Welcome to Exploratory Data Analysis

Description: Data usually comes in a plethora of formats and dimensions, rendering the information extraction and exploration processes challenging. Thus, being able to perform exploratory analyses of the data with the intent of having an immediate glimpse of some of the data properties is becoming crucial. Exploratory analyses should be simple enough to avoid complicated declarative languages (such as SQL) and mechanisms, while at the same time retaining the flexibility and expressiveness of such languages. Recently, we have witnessed a rediscovery of the so-called example-based methods, in which the user, or analyst, circumvents query languages by using examples as input. An example is a representative of the intended results or, in other words, an item from the result set. Example-based methods exploit inherent characteristics of the data to infer the results that the user has in mind but may not be able to (easily) express. They can be useful in cases where a user is looking for information in an unfamiliar dataset, when they are performing a particularly challenging task like finding duplicate items, or when they are simply exploring the data. In this course, we present an excursus over the main methods for exploratory analysis, with a particular focus on example-based methods. We show how different data types require different techniques and present algorithms that are specifically designed for relational, textual, and graph data. The course also presents the challenges and new frontiers of machine learning in online settings that have recently attracted the attention of the database community. We conclude with a vision for further research and applications in this area. 

Format:
Readings, lectures, and exercises. 

Prerequisites:
A general background in computer science and general familiarity with database management, as can be achieved through an undergraduate database course, is expected. Participants who have taken a graduate database course will benefit from this additional background.

Learning objectives: 
The goal of this course is to enable the students to  understand ongoing trends in exploratory analysis and example-based methods. In particular, the course will cover techniques designed for relational, textual, and graph data as well as highlight challenges and new frontiers of machine learning in online settings. 

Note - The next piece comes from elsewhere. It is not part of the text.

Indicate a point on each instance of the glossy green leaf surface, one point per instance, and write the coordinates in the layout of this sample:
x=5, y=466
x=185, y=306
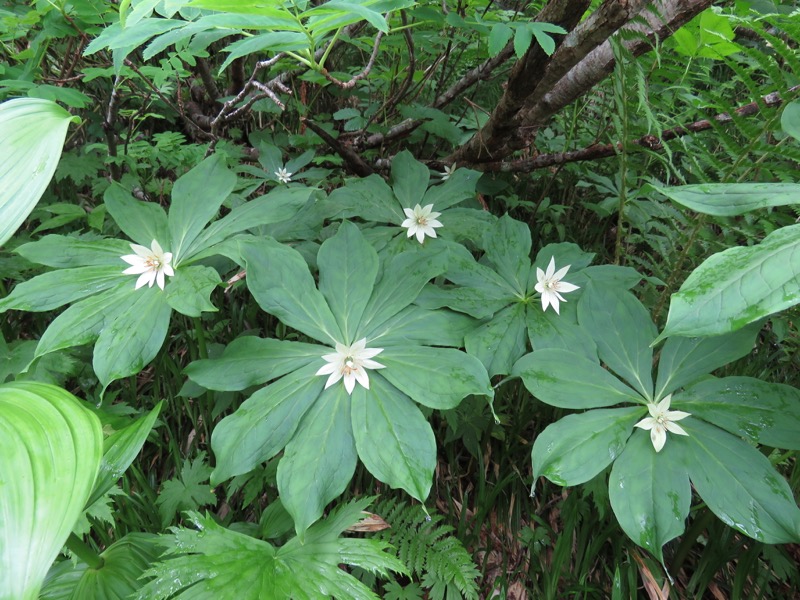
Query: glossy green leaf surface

Organizer: professor Katja Hose, khose@cs.aau.dk 

Lecturers: Davide Mottin (Aarhus University)

ECTS: 2

Time: 20, 21 May 

Place: Aalborg

Zip code: 

City: 
Aalborg

Number of seats: 30

Deadline: 29 April

Important information concerning PhD courses: We have over some time experienced problems with no-show for both project and general courses. It has now reached a point where we are forced to take action. Therefore, the Doctoral School has decided to introduce a no-show fee of DKK 5,000 for each course where the student does not show up. Cancellations are accepted no later than 2 weeks before start of the course. Registered illness is of course an acceptable reason for not showing up on those days. Furthermore, all courses open for registration approximately three months before start. This can hopefully also provide new students a chance to register for courses during the year. We look forward to your registrations.